If the gateway is not part of the first slice, restrict the initial scope to
native `boocode` parity and keep `opencode` local-model parity as a follow-up.
## 8. Picker UX
Both BooChat and BooCoder should converge on the same behavior:
- Favorites section first
- Then one section per provider
- Favorite toggle on every model row
- A favorited model remains visible in its provider section
- Provider order defaults to:
1. `sam-desktop`
2. `embedding`
3. `deepseek` when configured
This batch does not require search.

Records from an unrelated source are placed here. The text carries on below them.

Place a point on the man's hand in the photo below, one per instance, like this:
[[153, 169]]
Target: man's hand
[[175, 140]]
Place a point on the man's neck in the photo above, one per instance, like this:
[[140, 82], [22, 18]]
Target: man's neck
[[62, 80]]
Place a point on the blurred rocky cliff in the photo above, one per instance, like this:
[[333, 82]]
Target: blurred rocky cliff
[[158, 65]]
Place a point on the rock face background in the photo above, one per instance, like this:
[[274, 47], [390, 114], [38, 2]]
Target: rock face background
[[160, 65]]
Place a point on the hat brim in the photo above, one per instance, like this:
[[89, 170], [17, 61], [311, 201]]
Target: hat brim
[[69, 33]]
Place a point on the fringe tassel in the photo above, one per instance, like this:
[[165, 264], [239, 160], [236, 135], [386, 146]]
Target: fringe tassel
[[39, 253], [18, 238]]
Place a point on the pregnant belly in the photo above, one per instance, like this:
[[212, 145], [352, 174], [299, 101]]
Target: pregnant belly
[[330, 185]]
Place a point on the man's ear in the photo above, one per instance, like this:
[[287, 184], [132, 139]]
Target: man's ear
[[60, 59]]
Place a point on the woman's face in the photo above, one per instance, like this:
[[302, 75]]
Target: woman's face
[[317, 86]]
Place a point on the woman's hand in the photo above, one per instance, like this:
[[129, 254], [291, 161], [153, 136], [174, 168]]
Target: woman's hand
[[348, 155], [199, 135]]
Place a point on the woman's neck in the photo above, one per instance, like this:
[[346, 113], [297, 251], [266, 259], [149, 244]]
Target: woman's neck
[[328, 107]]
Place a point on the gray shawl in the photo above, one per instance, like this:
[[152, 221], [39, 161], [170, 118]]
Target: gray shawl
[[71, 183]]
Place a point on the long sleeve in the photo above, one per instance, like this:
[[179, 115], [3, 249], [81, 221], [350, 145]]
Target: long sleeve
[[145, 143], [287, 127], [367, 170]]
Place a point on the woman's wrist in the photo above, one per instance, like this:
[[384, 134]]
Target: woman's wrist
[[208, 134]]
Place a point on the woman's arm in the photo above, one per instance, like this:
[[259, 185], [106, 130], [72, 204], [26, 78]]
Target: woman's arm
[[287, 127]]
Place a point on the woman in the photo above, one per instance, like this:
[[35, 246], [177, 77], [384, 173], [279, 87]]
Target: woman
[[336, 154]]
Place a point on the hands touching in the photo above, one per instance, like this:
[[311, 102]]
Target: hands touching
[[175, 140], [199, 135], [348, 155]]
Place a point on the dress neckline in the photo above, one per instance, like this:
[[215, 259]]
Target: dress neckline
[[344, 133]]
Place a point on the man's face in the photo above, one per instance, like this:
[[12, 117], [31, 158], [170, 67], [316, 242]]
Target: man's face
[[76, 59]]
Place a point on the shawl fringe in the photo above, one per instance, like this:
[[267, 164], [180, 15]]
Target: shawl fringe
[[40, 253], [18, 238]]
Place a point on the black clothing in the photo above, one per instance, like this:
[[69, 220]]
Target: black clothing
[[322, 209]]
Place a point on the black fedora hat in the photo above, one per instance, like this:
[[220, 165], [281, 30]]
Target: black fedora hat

Search can be added later if model counts
make the grouped list insufficient.
## 9. Rollout and compatibility
1. Land registry/parsing utilities first.
2. Switch server routing and model catalog to composite IDs.
3. Add favorite persistence and picker grouping.
4. Update native BooCoder (`boocode`) model handling and arena.
5. Decide the `opencode` parity path: gateway now, or explicit follow-up.
6. Verify legacy bare IDs across existing chats and sessions before removing
any old env-based assumptions.
Compatibility requirements:
- Missing `/data/llama-providers.json` cannot break startup.
- Existing DB rows with bare IDs must remain routable.
- Existing `DEFAULT_MODEL` can stay bare during transition, but new writes
should become composite.
## 10. Deferred items
- Picker search/filtering
- Manual favorite ordering beyond insertion order
- Host health badges in the picker
- Automatic normalization of old session/chat model values
- Full `opencode` multi-provider parity if the first slice ships native-only
- Any boocontrol fleet UI built on top of this registry